# [Cool Edit] Problem mit Spuren



## Vitus86 (19. Juni 2009)

Hi Leute

Ich habe folgendes Problem mit Cool edit Pro 2.1 :

Wenn ich eine Aufnahme mache mit z.B einem Instrumental und 10 Spuren mit Gesang und will dann das Ganze speichern um die einzelnen Spuren am nächsten Tag zu bearbeiten, macht das Programm automatisch ein Mixdown und speichert den ab. Oder er speichert die Spuren einzeln ab, die ich dann allerdings hinterher nicht mehr so öffnen kann wie sie zuvor waren.

Gibt es eine Möglichkeit die ganze Session mit den einzelnen Spuren als Ganzes in einer Datei zu speichern und auch später wieder so zu öffnen?

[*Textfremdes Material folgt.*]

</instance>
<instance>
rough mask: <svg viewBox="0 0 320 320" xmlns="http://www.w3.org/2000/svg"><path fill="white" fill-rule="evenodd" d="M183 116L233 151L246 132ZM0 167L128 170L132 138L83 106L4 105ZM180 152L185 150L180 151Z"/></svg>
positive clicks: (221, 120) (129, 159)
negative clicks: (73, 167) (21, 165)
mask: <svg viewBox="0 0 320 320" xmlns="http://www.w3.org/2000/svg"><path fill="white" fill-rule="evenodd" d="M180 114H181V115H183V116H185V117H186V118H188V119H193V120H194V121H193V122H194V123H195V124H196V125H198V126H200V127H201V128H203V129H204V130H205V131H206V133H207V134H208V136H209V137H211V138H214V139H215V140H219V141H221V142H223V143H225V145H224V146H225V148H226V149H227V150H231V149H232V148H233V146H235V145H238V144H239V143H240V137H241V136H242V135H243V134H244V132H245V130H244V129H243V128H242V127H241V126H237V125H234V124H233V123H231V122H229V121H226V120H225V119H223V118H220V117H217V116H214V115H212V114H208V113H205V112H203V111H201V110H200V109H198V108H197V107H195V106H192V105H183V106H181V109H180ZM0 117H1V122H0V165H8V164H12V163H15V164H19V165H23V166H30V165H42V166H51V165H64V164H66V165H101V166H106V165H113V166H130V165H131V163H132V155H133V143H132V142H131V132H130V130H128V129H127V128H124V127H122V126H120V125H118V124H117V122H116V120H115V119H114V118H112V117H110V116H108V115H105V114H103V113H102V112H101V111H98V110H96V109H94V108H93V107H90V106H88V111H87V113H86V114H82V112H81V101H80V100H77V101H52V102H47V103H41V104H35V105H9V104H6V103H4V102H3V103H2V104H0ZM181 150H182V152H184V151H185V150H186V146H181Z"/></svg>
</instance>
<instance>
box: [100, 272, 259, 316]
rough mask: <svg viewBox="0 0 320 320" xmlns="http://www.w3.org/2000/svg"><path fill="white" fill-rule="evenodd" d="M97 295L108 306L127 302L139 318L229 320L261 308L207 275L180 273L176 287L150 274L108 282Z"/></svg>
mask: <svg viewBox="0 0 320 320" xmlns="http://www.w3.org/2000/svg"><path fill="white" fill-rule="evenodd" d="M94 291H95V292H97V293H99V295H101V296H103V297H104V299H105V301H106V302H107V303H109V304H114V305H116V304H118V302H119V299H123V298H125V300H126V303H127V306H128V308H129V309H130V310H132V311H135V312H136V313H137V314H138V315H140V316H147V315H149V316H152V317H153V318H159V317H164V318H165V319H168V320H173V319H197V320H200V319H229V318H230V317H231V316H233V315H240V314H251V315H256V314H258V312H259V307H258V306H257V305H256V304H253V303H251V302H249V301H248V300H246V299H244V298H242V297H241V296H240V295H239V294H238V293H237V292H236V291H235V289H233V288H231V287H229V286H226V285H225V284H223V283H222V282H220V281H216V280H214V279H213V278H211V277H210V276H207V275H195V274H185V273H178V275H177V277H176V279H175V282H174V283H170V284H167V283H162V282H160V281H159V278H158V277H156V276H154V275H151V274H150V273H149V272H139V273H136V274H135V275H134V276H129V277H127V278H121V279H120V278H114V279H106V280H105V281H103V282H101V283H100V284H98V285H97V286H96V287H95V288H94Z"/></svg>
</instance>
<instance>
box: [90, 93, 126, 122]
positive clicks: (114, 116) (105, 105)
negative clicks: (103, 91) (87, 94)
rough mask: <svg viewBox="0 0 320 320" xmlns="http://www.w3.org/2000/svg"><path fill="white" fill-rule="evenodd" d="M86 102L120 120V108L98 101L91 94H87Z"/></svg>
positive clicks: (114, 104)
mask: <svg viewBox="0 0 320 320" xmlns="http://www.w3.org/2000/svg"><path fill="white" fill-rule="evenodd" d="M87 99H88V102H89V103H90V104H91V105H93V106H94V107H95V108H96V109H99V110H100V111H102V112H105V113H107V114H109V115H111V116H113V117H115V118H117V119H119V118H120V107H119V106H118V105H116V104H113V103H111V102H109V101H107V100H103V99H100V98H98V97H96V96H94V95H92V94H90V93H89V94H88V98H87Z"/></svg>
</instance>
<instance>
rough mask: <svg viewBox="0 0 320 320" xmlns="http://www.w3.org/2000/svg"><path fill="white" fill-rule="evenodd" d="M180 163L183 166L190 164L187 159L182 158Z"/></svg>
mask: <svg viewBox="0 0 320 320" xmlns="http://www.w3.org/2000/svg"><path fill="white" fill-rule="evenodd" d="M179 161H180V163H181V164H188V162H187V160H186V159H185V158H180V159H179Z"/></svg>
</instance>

Und wenn ja in welchem Format muss es gespeichert werden?

Gruß Vitus


----------



## bokay (20. Juni 2009)

Du meinst also nicht als CoolEdit Projektdatei, sondern quasi ein Universalformat.

Da CoolEdit wohl kaum OMF unterstützt wird dir nichts anderes übrig bleiben als alle Spuren einzeln zu exportieren.
Du musst alle Spuren natürlich bei 1 beginnen lassen...

Was meinst du mit: "öffnen kann wie sie zuvor waren." Erklär das ev. ein bisschen genauer...


----------



## Vitus86 (20. Juni 2009)

Also er speichert ja die einzelnen Spuren ab aber als mp3.
Und dass is doch eigentlich nich gut oder?

In welchem Format sollte  ich die denn abspeichern?

Was bedeutet alle Spuren bei 1 beginnen lassen?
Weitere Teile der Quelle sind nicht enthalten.